Troubleshooting guidance for the Azure Monitor agent on Linux virtual machines and scale sets

Overview for Azure Monitor agent

Before you read further, you must be familiar with Azure Monitor agent and Data Collection Rules.

Terminology

Name Acronym Description
Azure Monitor Agent AMA The new Azure Monitor agent
Data Collection Rules DCR Rules to configure collection of data by the agent, i.e. what to collect, where to send to, and more
Azure Monitor Configuration Service AMCS Regional service hosted in Azure, which controls data collection for this agent and other parts of Azure Monitor.
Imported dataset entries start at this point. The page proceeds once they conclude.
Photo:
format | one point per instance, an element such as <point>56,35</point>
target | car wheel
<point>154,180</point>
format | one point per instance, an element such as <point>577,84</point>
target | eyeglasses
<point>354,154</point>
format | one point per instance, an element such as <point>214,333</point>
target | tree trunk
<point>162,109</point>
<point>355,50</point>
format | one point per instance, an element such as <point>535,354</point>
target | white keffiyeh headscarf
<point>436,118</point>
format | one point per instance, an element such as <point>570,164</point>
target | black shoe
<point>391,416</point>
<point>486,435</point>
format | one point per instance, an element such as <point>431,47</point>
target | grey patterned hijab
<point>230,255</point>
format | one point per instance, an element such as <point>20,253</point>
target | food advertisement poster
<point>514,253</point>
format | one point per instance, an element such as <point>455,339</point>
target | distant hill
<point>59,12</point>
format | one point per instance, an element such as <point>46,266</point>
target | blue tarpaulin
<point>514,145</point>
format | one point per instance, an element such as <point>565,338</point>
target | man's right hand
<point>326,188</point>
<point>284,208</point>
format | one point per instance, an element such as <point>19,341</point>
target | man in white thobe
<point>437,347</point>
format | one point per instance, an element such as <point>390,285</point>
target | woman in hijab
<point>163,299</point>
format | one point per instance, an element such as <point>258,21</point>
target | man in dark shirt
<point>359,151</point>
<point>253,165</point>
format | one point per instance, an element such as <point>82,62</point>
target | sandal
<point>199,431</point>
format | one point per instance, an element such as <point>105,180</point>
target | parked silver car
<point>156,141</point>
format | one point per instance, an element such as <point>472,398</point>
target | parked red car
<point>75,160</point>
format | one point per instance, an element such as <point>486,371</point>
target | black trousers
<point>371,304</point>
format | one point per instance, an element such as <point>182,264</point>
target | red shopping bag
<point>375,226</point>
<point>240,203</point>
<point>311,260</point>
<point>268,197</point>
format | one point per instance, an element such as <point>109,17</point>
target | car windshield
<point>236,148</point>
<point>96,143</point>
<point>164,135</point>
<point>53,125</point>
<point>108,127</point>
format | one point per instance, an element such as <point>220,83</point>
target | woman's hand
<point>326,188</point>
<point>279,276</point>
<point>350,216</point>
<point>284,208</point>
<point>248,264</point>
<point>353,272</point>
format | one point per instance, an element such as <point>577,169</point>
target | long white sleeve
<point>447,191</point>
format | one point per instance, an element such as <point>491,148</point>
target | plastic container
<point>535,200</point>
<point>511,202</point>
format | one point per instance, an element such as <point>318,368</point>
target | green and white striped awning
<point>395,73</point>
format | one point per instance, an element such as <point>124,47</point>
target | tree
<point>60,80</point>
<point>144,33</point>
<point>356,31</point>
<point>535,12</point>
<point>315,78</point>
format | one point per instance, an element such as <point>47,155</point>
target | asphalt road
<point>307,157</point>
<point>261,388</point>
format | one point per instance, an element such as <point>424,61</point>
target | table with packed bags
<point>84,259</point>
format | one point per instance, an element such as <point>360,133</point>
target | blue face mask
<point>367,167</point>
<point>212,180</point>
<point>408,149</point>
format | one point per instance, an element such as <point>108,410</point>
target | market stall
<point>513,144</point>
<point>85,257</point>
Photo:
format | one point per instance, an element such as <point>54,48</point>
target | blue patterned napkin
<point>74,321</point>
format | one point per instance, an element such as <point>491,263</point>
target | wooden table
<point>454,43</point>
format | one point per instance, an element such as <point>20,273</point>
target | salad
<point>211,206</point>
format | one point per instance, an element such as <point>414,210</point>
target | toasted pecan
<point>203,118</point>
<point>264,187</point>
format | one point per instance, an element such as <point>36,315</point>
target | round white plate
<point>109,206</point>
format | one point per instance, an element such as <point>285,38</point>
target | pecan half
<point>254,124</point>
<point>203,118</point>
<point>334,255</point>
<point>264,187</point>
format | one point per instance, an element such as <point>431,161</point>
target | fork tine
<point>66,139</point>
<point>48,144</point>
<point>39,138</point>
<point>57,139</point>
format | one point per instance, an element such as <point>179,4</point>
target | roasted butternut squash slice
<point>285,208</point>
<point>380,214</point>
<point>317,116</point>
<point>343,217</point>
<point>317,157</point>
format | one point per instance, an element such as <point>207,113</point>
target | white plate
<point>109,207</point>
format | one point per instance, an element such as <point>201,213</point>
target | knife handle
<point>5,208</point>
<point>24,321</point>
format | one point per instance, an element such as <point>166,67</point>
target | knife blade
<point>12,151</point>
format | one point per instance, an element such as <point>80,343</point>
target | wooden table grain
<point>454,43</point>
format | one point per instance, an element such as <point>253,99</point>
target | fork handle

The agent calls into this service to fetch DCRs.
Logs endpoint -- Endpoint for sending data to Log Analytics workspaces
Metrics endpoint -- Endpoint for sending data to Azure Monitor Metrics databases.
Instance Metadata Service and Hybrid IMDS and HIMDS Services hosted in Azure which provide information about currently running virtual machines, scale sets (via IMDS) and Arc-enabled servers (via HIMDS) respectively
Log Analytics workspace LAW The destination in Azure Monitor that you can send logs collected by the agent to
Custom Metrics -- The destination in Azure Monitor that you can send guest metrics collected by the agent to

Basic troubleshooting steps

Follow the steps below to troubleshoot the latest version of the Azure Monitor agent running on your Linux virtual machine:

  1. Carefully review the prerequisites here.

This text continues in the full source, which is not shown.